Partnership disputes: managing fractured relationships

Nicola Marchant, managing partner in the dispute resolution team at law firm Pannone Corporate, discusses how practice managers can deal with, and avert, partnership disputes

Even at the best of times, relationships between partners can be intense and pressurised; differing personalities can test the collegiate and collaborative culture required for practices to succeed. A global pandemic only adds to these pressures.

GP surgeries have faced extreme challenges since March 2020, having to contend with such an indiscriminate issue – one that has stretched resources, made normal working practices difficult to manage, and placed considerable pressure on every type of operation as surgeries have played a vital role in the fight against coronavirus. Any potential fragility amongst partners has only been exacerbated by COVID-19.

The last 12 months will have placed a significant amount of pressure on partners as they try to maintain GP contracts, manage complex government guidance for primary care and adhere to ever-changing protocols and operating procedures for general practice, while protecting staff on the frontline.

With time and efforts focused solely on dealing with the pandemic, it’s unsurprising that the number of GP partnership disputes remains relatively low; this is in sharp contrast to the commercial world, where periods of intense economic activity can lead to an increase in disputes at a senior level. It is when the impact of the pandemic begins to lessen, and GP practices begin to see a reduction in intensity, that disputes amongst partners are more likely to arise.

For example, periods of reflection will enable partners to assess whether certain members of the senior team have shouldered more responsibility than others in dealing with the intense work pressure. It is this difference in perception as to who has contributed more that may lead to an increase in tensions between partners concerning distribution in profit and ongoing value/contribution to the partnership. Problems such as these can happen in organisations of any size, but they are often more pronounced in smaller surgeries, which are more personality-driven than larger practices.

The way general practices are contracted and funded is complex, and very different from other businesses. Every individual or partnership of GPs must hold an NHS GP contract in order to run an NHS-commissioned general practice, which can add a layer of complexity if a dispute arises. So, what can practice managers do, proactively, ahead of potential disputes?

Partnership agreements

There are some basic contractual arrangements that can, and should, be in place as a starting point in any partnership. A partnership agreement is essential if you wish to avoid your partnership being governed by the Partnership Act 1890 – which lacks the scope and subtlety now needed for modern partnerships. Such an agreement provides certainty about how the partnership is operated – for example, regarding the distribution of profits, and how to expel or admit partners. It will also provide clarity around partners’ liabilities and include specifics around cover for leave and locum costs.

A partnership dispute can be very difficult and stressful for the individuals concerned – not to mention being corrosive and debilitating for staff and, potentially, patients, who may become aware of tensions in the practice. Resolving disputes under normal operating circumstances can be very costly and time-intensive, and this will only be intensified in the current climate. The time taken to resolve this type of dispute is a significant distraction from the core, day-to-day business and can often lead to a deterioration in performance and damage to the practice’s ‘brand’. Carefully drafted documents, such as a partnership agreement, will go a long way to preventing a dispute.

If a dispute does arise, tackling the issue at an early stage is key. The partnership agreement may contain provisions that anticipate a dispute and require the respective parties to try and resolve their differences with the benefit of a neutral third party – a trained mediator, for example.
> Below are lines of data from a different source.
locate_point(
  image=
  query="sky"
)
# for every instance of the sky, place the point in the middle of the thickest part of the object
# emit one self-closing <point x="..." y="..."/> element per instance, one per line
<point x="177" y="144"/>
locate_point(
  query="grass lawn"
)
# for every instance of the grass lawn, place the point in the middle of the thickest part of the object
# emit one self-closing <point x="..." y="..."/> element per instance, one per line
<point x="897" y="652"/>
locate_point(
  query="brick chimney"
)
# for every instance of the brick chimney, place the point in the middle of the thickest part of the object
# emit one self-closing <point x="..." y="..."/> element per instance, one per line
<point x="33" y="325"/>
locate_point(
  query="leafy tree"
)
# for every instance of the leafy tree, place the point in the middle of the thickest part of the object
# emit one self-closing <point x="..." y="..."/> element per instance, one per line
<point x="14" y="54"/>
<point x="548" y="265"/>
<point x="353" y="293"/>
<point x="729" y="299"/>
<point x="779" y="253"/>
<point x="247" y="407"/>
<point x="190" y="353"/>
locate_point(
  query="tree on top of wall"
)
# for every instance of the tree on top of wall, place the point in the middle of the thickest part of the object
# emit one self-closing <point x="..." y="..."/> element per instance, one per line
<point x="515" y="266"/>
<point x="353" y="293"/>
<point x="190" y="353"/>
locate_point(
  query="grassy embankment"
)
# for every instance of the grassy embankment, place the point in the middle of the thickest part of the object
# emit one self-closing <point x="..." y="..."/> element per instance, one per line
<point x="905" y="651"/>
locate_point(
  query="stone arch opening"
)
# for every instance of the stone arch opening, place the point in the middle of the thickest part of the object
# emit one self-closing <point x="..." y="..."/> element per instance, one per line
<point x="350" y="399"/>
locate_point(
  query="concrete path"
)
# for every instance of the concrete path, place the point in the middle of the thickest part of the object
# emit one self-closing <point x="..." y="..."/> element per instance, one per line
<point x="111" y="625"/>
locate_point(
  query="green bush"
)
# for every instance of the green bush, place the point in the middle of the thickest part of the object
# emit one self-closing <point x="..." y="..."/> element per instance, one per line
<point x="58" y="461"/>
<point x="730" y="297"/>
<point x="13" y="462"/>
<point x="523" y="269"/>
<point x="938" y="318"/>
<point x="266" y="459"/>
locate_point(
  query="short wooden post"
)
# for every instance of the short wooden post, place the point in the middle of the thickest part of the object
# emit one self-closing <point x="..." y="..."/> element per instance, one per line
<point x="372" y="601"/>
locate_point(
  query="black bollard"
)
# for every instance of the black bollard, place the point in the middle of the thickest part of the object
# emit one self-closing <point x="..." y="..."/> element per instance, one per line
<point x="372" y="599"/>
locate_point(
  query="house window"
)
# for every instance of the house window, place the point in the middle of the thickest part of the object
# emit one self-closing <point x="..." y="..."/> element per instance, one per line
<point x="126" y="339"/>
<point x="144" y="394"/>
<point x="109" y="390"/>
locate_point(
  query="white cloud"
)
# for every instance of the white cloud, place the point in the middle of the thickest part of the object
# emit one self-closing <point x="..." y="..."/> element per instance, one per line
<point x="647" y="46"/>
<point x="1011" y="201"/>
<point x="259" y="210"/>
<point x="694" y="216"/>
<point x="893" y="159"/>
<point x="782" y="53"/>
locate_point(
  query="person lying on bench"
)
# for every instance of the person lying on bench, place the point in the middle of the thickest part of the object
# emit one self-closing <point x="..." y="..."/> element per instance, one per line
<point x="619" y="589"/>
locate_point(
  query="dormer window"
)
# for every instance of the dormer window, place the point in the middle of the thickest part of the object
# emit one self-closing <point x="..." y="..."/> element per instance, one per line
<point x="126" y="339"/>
Maintaining a positive dialogue, rather than allowing a hardening of people’s positions, is very important; the longer a dispute carries on, the more entrenched the respective positions become. An early, round table, meeting, with the assistance of a neutral third party, will often help to narrow the issues in dispute and help to focus the personalities involved on agreeing a productive way forward. 

It’s clear that general practice has been profoundly affected by the pandemic. The rate of recovery – and the side-effects of the enormity of effort in relation to the UK’s vaccination roll-out – remain to be seen, and the likelihood of a fallout at partnership level is ever-present.

Taking the right steps, and ensuring the most appropriate framework is in place, will help to prevent widespread damage to the practice and ensure that a dispute doesn’t destroy the partnership beyond repair.